Desagradáveis surpresas

Seria muito indelicado baldar-me da festa-surpresa que estão a preparar pelos meus 40 anos, e desaparecer de circulação nesse dia? Luísa Caldeira.

a leitora parece-me o meu espelho. também eu detesto tudo o que cheira a festa-surpresa. ainda por cima, como vejo que acontece no seu caso, há sempre alguém que viola o segredo – e a única surpresa é dos que pensavam que estavam a fazer uma surpresa…

já não falo em casos trágicos, como o de uma tia-avó minha, hipertensa e de coração fraco – que, quando viu aparecer sem esperar uma multidão ululante (deve ter sido o único caso em que a surpresa se manteve guardada até ao fim), teve primeiro uma perplexidade terrível, e logo a seguir uma irritação medonha, para acabar no hospital com uma apoplexia a que sobreviveu com dificuldade, desgraça que se ficou a dever apenas à irresponsabilidade excitada e sem cura dos animadores.

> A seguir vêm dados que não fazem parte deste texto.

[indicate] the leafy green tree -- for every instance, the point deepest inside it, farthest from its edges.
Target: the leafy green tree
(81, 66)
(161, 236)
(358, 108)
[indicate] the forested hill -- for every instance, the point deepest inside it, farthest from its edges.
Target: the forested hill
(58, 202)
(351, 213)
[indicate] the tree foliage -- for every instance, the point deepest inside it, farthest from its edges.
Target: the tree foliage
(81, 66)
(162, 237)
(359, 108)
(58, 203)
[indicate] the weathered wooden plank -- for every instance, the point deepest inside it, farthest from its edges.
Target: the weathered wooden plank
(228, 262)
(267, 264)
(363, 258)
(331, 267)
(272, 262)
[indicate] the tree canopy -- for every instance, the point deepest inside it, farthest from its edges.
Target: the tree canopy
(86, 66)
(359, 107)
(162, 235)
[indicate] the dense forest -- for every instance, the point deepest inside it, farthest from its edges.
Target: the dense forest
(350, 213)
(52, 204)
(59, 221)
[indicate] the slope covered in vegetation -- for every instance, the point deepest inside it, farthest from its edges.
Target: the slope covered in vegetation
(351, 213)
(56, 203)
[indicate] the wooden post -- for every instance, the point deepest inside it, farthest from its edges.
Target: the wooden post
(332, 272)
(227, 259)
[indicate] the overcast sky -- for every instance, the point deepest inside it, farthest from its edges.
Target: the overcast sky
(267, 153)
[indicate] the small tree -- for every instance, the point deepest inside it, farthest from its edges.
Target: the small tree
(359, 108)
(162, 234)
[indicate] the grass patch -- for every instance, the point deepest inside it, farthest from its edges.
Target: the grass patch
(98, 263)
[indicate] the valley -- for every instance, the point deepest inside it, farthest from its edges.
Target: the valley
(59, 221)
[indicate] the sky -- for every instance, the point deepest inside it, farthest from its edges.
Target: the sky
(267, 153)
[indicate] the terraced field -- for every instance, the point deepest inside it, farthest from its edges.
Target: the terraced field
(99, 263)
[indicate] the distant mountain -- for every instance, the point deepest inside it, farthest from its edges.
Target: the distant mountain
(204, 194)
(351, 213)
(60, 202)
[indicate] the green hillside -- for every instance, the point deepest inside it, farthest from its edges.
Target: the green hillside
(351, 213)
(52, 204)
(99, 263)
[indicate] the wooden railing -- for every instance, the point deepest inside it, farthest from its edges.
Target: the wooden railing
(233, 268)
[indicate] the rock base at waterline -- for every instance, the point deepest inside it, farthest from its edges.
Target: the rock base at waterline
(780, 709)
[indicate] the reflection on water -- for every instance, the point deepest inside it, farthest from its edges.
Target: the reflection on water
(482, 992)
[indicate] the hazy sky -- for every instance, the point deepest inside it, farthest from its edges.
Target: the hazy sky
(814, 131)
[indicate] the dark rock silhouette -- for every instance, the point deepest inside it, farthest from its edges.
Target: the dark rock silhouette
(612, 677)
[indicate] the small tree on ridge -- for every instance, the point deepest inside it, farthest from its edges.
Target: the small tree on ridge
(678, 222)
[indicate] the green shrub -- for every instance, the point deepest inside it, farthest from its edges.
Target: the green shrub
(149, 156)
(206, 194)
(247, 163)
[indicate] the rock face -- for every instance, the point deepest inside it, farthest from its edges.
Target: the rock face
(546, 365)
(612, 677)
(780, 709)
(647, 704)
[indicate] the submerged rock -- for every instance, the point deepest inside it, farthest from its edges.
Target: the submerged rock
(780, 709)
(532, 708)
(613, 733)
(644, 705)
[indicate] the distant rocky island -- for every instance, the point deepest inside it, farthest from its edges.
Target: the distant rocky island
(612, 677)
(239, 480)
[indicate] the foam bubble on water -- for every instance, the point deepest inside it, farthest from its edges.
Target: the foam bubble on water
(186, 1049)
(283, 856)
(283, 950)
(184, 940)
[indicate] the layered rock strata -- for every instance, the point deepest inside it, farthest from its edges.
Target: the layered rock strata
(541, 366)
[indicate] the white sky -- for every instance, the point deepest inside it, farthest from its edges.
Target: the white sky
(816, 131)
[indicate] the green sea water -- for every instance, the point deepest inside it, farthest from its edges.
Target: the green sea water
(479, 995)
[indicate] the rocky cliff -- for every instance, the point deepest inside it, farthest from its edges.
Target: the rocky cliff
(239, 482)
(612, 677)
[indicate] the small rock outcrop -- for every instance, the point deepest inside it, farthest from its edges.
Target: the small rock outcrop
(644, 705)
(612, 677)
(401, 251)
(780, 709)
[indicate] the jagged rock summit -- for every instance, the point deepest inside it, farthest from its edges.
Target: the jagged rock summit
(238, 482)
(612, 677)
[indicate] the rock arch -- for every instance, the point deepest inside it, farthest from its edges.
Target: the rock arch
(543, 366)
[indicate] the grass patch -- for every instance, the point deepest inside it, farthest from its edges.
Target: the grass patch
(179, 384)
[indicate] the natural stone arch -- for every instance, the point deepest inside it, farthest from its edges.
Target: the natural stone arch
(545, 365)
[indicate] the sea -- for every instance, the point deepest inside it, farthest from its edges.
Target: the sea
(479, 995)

mas mesmo comigo, quando fiz 50 anos – e queria simplesmente passar em sossego a depressão a que me julgava com direito – lá vieram uns amigos animadíssimos estragar-me a intimidade do festejo. e felizmente que a surpresa não me apanhou de surpresa.

a leitora fala-me na indelicadeza de se baldar à festa-surpresa? na minha opinião, a indelicadeza – pior, a pimpineira – é essa ideia constrangedora e demasiado generalizada da festa-surpresa. e quanto mais criativa ela for, mais possidónia.